Sunday, December 13, 2009

Overheard At The Wash Bowl

A few weeks ago, I decided to cut my very long, very ... scraggly hair. It was more of a therapeutic experience than really caring about my hair length. After discussing what I wanted done, the woman I go to started asking about my pre-med path, how it is going (haha - or not), what she could do to help (pray!), and then led me to the wash basins.

This particular spa puts lavender heated wraps around the neck area so while being soaped and head massaged, the aromatic therapy unwinds the mind. I LOVE it. She is amazing at it too :)

Anyway, we started talking about finances related to school, my favorite classes (physics and biochem - gen chem can kiss my ...) when the lady next to me piped in asking what schooling I was going for. Telling her med school, she asked if I was nuts (yes, probably).

She then went on to disparage the hospitals, clinics, medical professional partners and finally stated that she wished she had more business background when she entered the profession.

She is an MD and an unhappy one at that.

I feel for her. She said she loved her patients, loved the care providing, and science aspect of the job but hated, simply HATED, the business aspect of it.

Several months ago I was telling my then boyfriend, a physician, what I think went wrong with the medical industry some decades ago. So, I'm going to digress here for a minute, or two.
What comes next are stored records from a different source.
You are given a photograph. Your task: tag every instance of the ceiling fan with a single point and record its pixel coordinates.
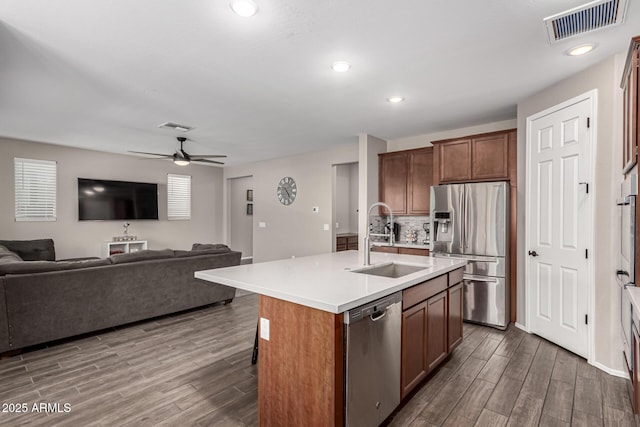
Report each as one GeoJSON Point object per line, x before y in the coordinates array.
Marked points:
{"type": "Point", "coordinates": [182, 158]}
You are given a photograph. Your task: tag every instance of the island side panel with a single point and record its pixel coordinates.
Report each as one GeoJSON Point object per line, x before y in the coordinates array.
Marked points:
{"type": "Point", "coordinates": [300, 371]}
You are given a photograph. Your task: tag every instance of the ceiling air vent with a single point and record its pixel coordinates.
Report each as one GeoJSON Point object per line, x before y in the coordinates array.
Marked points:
{"type": "Point", "coordinates": [175, 126]}
{"type": "Point", "coordinates": [592, 16]}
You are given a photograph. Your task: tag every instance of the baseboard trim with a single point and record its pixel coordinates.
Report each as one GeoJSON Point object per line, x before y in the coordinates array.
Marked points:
{"type": "Point", "coordinates": [614, 372]}
{"type": "Point", "coordinates": [520, 326]}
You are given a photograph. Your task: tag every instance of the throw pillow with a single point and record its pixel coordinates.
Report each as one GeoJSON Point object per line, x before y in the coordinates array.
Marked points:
{"type": "Point", "coordinates": [32, 250]}
{"type": "Point", "coordinates": [29, 267]}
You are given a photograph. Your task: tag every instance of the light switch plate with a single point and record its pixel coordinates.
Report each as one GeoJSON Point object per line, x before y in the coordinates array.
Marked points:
{"type": "Point", "coordinates": [264, 329]}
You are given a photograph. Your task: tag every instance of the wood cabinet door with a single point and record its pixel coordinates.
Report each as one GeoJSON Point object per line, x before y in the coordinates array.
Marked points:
{"type": "Point", "coordinates": [419, 181]}
{"type": "Point", "coordinates": [413, 251]}
{"type": "Point", "coordinates": [436, 330]}
{"type": "Point", "coordinates": [414, 347]}
{"type": "Point", "coordinates": [392, 174]}
{"type": "Point", "coordinates": [455, 161]}
{"type": "Point", "coordinates": [455, 316]}
{"type": "Point", "coordinates": [490, 157]}
{"type": "Point", "coordinates": [631, 113]}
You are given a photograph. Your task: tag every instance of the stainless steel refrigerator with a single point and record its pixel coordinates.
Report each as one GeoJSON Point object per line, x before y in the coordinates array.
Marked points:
{"type": "Point", "coordinates": [471, 221]}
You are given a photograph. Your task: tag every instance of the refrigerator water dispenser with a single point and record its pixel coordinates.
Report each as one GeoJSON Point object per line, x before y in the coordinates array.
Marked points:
{"type": "Point", "coordinates": [442, 227]}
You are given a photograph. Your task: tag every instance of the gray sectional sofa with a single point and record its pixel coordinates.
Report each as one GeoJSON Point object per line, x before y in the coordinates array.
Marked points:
{"type": "Point", "coordinates": [42, 300]}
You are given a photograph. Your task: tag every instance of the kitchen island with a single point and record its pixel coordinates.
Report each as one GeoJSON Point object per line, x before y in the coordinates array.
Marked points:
{"type": "Point", "coordinates": [302, 306]}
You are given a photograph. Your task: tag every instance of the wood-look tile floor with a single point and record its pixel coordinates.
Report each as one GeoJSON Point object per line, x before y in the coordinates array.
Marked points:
{"type": "Point", "coordinates": [194, 368]}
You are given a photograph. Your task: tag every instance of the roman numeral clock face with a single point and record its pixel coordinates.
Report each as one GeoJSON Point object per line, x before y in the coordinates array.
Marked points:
{"type": "Point", "coordinates": [287, 190]}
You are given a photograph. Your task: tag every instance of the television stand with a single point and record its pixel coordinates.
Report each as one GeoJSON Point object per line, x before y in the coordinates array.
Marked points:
{"type": "Point", "coordinates": [124, 247]}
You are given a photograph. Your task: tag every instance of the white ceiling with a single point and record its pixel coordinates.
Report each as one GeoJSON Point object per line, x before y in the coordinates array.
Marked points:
{"type": "Point", "coordinates": [103, 74]}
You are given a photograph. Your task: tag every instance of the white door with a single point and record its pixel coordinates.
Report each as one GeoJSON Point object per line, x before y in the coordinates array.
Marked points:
{"type": "Point", "coordinates": [559, 224]}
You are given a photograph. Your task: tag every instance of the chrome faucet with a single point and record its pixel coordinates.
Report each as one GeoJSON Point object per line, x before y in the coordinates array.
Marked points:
{"type": "Point", "coordinates": [367, 240]}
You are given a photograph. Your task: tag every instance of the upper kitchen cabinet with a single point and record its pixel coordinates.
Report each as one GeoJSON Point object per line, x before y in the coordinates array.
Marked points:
{"type": "Point", "coordinates": [475, 158]}
{"type": "Point", "coordinates": [631, 112]}
{"type": "Point", "coordinates": [405, 180]}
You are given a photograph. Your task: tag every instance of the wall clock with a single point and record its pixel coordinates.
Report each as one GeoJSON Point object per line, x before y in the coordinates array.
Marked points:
{"type": "Point", "coordinates": [287, 190]}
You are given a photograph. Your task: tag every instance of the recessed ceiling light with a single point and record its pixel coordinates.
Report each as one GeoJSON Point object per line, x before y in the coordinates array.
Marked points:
{"type": "Point", "coordinates": [341, 66]}
{"type": "Point", "coordinates": [580, 50]}
{"type": "Point", "coordinates": [244, 8]}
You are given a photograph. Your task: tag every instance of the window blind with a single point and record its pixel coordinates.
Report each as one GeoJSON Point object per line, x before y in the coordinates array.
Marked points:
{"type": "Point", "coordinates": [178, 197]}
{"type": "Point", "coordinates": [35, 193]}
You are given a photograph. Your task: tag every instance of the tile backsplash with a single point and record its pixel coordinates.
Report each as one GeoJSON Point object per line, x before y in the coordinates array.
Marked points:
{"type": "Point", "coordinates": [407, 224]}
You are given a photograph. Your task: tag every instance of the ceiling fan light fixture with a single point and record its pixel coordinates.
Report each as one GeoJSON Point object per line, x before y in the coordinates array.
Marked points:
{"type": "Point", "coordinates": [181, 162]}
{"type": "Point", "coordinates": [244, 8]}
{"type": "Point", "coordinates": [581, 50]}
{"type": "Point", "coordinates": [340, 66]}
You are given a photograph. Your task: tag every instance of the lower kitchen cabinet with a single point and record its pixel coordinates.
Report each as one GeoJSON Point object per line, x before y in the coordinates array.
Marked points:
{"type": "Point", "coordinates": [455, 315]}
{"type": "Point", "coordinates": [347, 242]}
{"type": "Point", "coordinates": [436, 330]}
{"type": "Point", "coordinates": [414, 347]}
{"type": "Point", "coordinates": [386, 249]}
{"type": "Point", "coordinates": [431, 326]}
{"type": "Point", "coordinates": [635, 378]}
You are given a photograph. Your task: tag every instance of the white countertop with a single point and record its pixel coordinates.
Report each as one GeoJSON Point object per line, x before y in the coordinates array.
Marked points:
{"type": "Point", "coordinates": [634, 296]}
{"type": "Point", "coordinates": [325, 281]}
Back in the 1800s a doc with a dark black bag, a stethoscope and some quinine pills set off on his horse, or maybe with a buggy, and visited his patients. He listened to their stories, he took their lives into consideration when thinking about how to help, and then hopped back into his buggy and went a few miles down the road to his next patient. When patients were too sick to pay at that time, he probably figured out another way they could "pay" their bill, and moved on.

In his community he was beloved by all. As time moved forward and his patient practice grew, he recruited another doc knowing he could not provide the best care for his growing practice and awesome reputation. Some time after that, the doctors needed a nurse to help with triage and opened a small, tiny clinic in the town. As that practice continued to grow, the docs hired a bookkeeper to help pay the bills, pay the nurse, and of course, pay themselves.

Eventually, that one doc shop turned into a large clinic by the early 1900s, several small clinics merged to become a larger clinic and no longer hiring just bookkeepers, they hired finance people to run the business aspect.

The business people probably had no medical experience but saw with a twinkle in their eyes how much money they could make providing guidance and strategy to physicians. As that larger clinic grew, just a finance person was not good enough and an MBA had to be hired.

Now that small doc with a horse and a buggy had lost control over HOW he managed his patient's care, WHEN he managed their care, and HOW LONG he could spend with each one.

On top of that, business people are not known for their empathetic nature only looking at bottom lines and financial statements. CEOs of large behemoth hospital/clinic/pharmacy chains are generally not physician trained.

Therein, lies a HUGE problem. Empathy gone at the top (in the business world we call that "tone at the top" for Sarbanes-Oxley purposes), moral compass and doing what is right somewhat skewed by bottom line numbers, physicians are caught in the middle of a web of MBA branded CEOs and presidents, vs. CEOs that are MD trained.

I bet the woman at the wash bowl was in a clinic setting run by a CEO with an MBA, a 7-figure salary, and the inverse amount of empathy. I can understand why she doesn't like it. The politics of becoming a sycophant so that required operating conditions are set is not fun in any setting.

In this case, people's lives ARE at stake so the stress has to be greater.

When she heard my background, she proclaimed, "You'll be fine being a physician. You already know the dirty politics of the business aspect of it."

Sadly, I do. Too bad as a society we have lost our direction and course of what it means to provide and receive medical care and is now a business; just like a bank, or auto dealership, or Target.